Accordingly, the underlying complaint alleges a conversion that arose out of an alleged violation of the TCPA and § 365.1657 and therefore falls within both subsections of the Violation of Statutes Exclusion.5 American Casualty’s Policies do not, therefore, give rise to a duty to defend the underlying lawsuit. Because there is no duty to defend, there is no corresponding duty to indemnify. See Composite Structures, Inc., 903 F.Supp.2d at 1290.

B. 2007-2011 Policy Periods

Because the Violation of Statutes Exclusion precludes coverage of Florida First’s claims, American Casualty’s argument that the Policies in effect from June 18, 2007 to June 18, 2011 are not implicated by the underlying lawsuit need not be reached.

Accordingly,

1. PlaintiffCounter-Defendant American Casualty Company of Reading, Pennsylvania’s Motion for Summary Judgment and Incorporated Memorandum of Law (Dkt. 90) is GRANTED.

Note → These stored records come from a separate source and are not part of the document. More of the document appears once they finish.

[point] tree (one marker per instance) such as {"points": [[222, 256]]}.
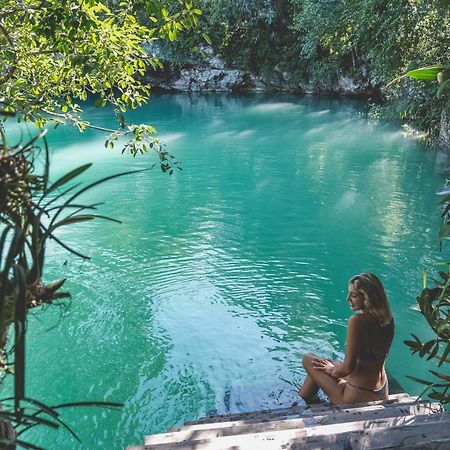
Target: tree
{"points": [[54, 54], [434, 303]]}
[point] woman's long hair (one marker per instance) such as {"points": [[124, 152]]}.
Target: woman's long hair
{"points": [[375, 302]]}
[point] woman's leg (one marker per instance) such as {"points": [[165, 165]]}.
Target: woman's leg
{"points": [[309, 389], [333, 387]]}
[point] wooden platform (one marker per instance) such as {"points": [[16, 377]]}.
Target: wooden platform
{"points": [[401, 422]]}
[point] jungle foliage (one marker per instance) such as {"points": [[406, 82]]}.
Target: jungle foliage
{"points": [[56, 53], [317, 41], [434, 303]]}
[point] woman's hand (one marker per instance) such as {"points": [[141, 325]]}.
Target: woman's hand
{"points": [[325, 365]]}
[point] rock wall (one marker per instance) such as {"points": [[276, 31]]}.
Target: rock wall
{"points": [[212, 75]]}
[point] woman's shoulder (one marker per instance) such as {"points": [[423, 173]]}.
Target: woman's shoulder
{"points": [[357, 320]]}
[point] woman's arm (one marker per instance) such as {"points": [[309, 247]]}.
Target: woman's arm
{"points": [[353, 344], [354, 338]]}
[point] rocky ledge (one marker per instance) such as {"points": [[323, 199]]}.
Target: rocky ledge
{"points": [[212, 75]]}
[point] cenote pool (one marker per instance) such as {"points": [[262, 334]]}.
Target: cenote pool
{"points": [[222, 276]]}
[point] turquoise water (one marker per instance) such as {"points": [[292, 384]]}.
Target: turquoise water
{"points": [[222, 276]]}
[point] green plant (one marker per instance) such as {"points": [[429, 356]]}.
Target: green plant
{"points": [[434, 305], [32, 210]]}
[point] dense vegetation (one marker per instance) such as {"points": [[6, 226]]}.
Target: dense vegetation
{"points": [[317, 41], [54, 53]]}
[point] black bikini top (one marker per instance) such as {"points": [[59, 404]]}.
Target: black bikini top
{"points": [[377, 340]]}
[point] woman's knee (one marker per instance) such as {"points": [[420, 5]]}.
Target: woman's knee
{"points": [[308, 359]]}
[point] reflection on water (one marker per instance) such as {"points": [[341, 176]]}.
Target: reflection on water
{"points": [[221, 277]]}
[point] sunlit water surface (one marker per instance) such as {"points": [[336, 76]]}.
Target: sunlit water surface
{"points": [[222, 276]]}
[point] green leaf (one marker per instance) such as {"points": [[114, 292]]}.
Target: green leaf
{"points": [[419, 380], [426, 73], [442, 86], [426, 347], [207, 38], [440, 375], [68, 176], [444, 355]]}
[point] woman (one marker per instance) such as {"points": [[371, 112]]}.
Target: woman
{"points": [[361, 376]]}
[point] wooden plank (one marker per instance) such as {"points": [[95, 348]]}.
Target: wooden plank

2. The Clerk is directed to ENTER FINAL JUDGMENT in favor of Plaintiff American Casualty Company of Reading, Pennsylvania and against Defendants Superior Pharmacy, LLC, Hilda Anadiume, Ike Okeke, Yvonne Okeke, and Florida First Financial Group, Inc.

The judgment shall include the following declaration: American Casualty Company of Reading, Pennsylvania Policy No. 2090658080, issued to Superior Pharmacy, LLC, for the periods from June 18, 2006 through June 18, 2011, does not provide coverage for the claims alleged in Florida First Financial Group, Inc. v. Superior Pharmacy, et al., Case No. 11000731, in the Thirteenth Judicial Circuit in and for Hillsborough County, Florida, based on the Violation of Statutes Exclusion. American Casualty Company of Reading, Pennsylvania therefore has no duty to defend or indemnify Defendants Superior Pharmacy, LLC, Hilda Anadiume, Ike Ok-eke, or Yvonne Okeke.

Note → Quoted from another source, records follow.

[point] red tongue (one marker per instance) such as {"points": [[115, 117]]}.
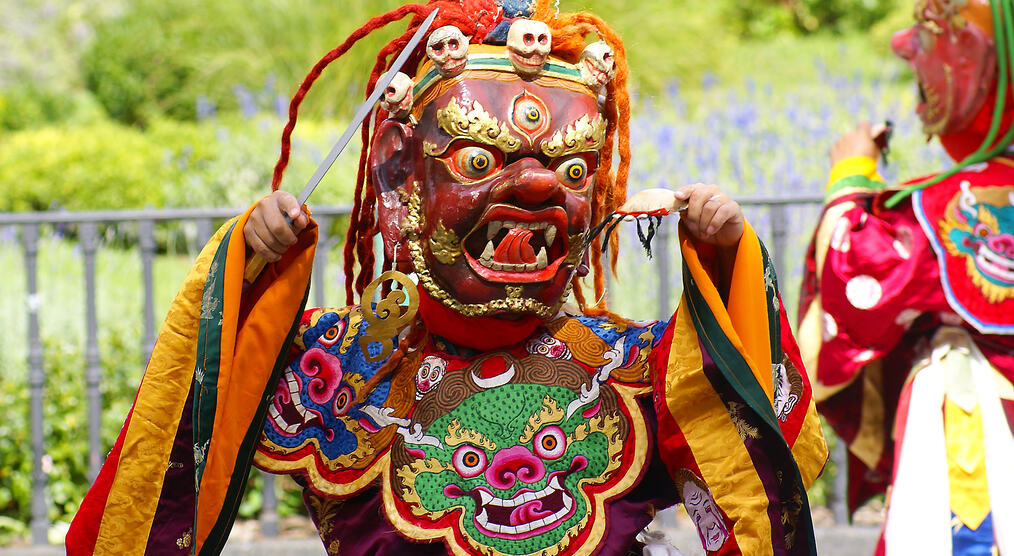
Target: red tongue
{"points": [[527, 512], [514, 249]]}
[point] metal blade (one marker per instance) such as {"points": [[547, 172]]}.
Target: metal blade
{"points": [[365, 109]]}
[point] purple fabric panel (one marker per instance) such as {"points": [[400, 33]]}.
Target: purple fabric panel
{"points": [[360, 527], [758, 450], [172, 529]]}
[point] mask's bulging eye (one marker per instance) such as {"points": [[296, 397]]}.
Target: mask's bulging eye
{"points": [[573, 171], [474, 162], [551, 442], [468, 461]]}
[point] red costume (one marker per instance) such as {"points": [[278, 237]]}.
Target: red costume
{"points": [[908, 309], [501, 423]]}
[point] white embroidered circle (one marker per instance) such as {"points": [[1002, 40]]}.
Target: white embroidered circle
{"points": [[840, 235], [863, 291], [829, 329]]}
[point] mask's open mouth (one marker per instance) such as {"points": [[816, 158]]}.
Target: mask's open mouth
{"points": [[512, 245]]}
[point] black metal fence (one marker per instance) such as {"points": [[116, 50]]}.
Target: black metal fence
{"points": [[783, 223]]}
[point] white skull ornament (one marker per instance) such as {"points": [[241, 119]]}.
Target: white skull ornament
{"points": [[528, 45], [396, 97], [448, 48], [598, 65], [430, 372]]}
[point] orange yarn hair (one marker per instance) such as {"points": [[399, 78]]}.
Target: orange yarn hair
{"points": [[475, 18]]}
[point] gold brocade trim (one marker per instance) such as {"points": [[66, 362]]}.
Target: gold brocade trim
{"points": [[868, 443], [591, 544], [364, 449], [445, 246], [725, 464], [306, 464], [134, 494], [413, 223], [472, 123], [809, 448], [585, 135]]}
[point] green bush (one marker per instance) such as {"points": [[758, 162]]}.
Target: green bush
{"points": [[765, 18], [160, 58], [27, 106], [100, 165], [65, 422]]}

3.The Clerk is directed to CLOSE the file.

. Old Dominion Insurance Company, who was dismissed as a defendant on May 13, 2014 (Dkts. 83, 84), filed a notice of non-objection to the Motion (Dkt. 91).

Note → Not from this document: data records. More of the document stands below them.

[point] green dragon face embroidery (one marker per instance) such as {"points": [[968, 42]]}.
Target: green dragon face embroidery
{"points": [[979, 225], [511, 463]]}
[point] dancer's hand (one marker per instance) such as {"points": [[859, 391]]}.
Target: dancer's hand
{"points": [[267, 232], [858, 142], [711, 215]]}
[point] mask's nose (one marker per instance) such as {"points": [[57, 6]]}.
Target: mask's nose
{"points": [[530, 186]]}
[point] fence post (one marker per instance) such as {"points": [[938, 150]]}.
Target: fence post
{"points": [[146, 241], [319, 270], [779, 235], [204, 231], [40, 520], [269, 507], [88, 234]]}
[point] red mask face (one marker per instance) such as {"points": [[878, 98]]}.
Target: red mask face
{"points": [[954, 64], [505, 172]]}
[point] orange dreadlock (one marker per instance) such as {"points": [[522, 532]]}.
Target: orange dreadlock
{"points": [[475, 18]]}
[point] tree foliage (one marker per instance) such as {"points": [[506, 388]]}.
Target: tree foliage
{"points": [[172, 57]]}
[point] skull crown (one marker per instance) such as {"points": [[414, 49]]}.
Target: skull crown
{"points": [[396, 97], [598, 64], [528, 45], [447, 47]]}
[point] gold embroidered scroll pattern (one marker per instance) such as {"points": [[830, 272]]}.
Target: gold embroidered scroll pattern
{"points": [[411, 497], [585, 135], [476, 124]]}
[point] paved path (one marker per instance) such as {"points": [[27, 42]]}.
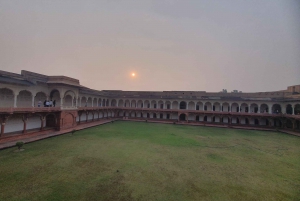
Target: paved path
{"points": [[31, 137]]}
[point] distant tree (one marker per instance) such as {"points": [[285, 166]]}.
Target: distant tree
{"points": [[19, 145]]}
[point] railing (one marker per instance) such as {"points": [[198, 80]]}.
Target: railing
{"points": [[29, 109], [55, 109]]}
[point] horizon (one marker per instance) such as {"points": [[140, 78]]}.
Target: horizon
{"points": [[168, 45]]}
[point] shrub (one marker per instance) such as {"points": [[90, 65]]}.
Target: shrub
{"points": [[19, 144]]}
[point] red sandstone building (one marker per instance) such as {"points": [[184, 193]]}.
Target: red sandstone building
{"points": [[76, 104]]}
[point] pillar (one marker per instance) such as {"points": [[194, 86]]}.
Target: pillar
{"points": [[42, 123], [270, 109], [32, 101], [15, 100], [25, 119], [2, 128]]}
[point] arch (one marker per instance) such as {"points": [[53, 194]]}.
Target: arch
{"points": [[99, 102], [24, 99], [182, 117], [276, 108], [160, 104], [244, 107], [217, 106], [153, 104], [95, 102], [147, 104], [225, 107], [71, 93], [83, 101], [297, 109], [175, 105], [207, 106], [168, 105], [6, 97], [161, 115], [264, 108], [113, 103], [68, 120], [55, 96], [40, 96], [127, 103], [277, 122], [253, 108], [121, 103], [235, 107], [199, 106], [140, 104], [289, 109], [50, 120], [133, 103], [289, 124], [191, 105], [182, 105], [89, 102], [68, 100]]}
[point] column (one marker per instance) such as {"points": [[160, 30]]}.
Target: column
{"points": [[25, 119], [42, 123], [15, 100], [2, 128], [61, 102], [32, 101], [270, 109]]}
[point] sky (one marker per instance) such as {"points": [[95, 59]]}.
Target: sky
{"points": [[182, 45]]}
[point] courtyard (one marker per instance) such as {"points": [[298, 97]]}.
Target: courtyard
{"points": [[149, 161]]}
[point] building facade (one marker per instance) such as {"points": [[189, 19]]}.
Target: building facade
{"points": [[22, 98]]}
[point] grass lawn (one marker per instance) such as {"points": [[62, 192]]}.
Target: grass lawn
{"points": [[147, 161]]}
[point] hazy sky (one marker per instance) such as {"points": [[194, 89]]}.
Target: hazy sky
{"points": [[171, 45]]}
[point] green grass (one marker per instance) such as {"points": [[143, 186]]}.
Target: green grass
{"points": [[146, 161]]}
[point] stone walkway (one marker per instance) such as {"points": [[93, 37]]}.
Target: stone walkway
{"points": [[35, 136], [31, 137]]}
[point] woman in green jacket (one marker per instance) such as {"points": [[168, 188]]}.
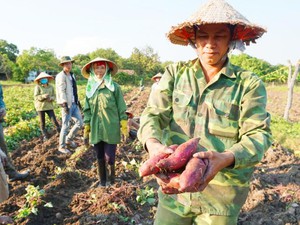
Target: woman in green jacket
{"points": [[44, 96], [104, 114]]}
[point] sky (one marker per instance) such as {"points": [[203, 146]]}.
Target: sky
{"points": [[71, 27]]}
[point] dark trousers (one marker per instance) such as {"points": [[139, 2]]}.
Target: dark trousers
{"points": [[9, 167], [42, 118], [106, 151]]}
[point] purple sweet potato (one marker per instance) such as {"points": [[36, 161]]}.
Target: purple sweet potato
{"points": [[180, 157], [169, 183], [149, 166], [190, 179]]}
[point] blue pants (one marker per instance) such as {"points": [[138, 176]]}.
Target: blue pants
{"points": [[74, 113]]}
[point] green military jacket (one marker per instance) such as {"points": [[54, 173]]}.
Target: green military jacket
{"points": [[104, 111], [228, 114], [41, 102]]}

. American Casualty also sued Maryland Casualty and Old Dominion as defendants in this action. However, when an issue of diversity jurisdiction arose (see Dkt. 75), they were dismissed without prejudice pursuant to a settlement (Dkts. 82, 83). Florida First also dismissed its cross-claims against Maryland Casualty and Old Dominion without prejudice (id.).

. The policies were issued to Superior Pharmacy for the following periods: June 18, 2006 to June 18, 2007 (“06-07 Policy”); June 18, 2007 to June 18, 2008, ("07-08 Policy”); June 18, 2008 to June 18, 2009, ("08-09 Policy”); June 18, 2009 to June 18, 2010, (“09-10 Policy”); June 18, 2010 to June 18, 2011, ("10-11 Policy”).

. § 365.1657 does not provide for a private right of action. Condon v. Office Depot, Inc., 855 So.2d 644, 649 (Fla. 2d DCA 2003). However, to fall within the exclusion, the alleged damages need only arise out of an alleged violation of the statute. Defendants also summarily argue that Florida First may still amend its complaint to remove this statutory reference, and therefore this issue is not ripe. Whether there is a duty to defend, however, is determined solely by the allegations against the insured. The operative complaint alleges that the conversion claim is brought in accordance with § 365.1657 and is controlling for the purposes of this declaratory judgment action.

. Because the exclusion applies to both claims, it is not necessary to decide whether the alleged damage would otherwise be covered by the Policies.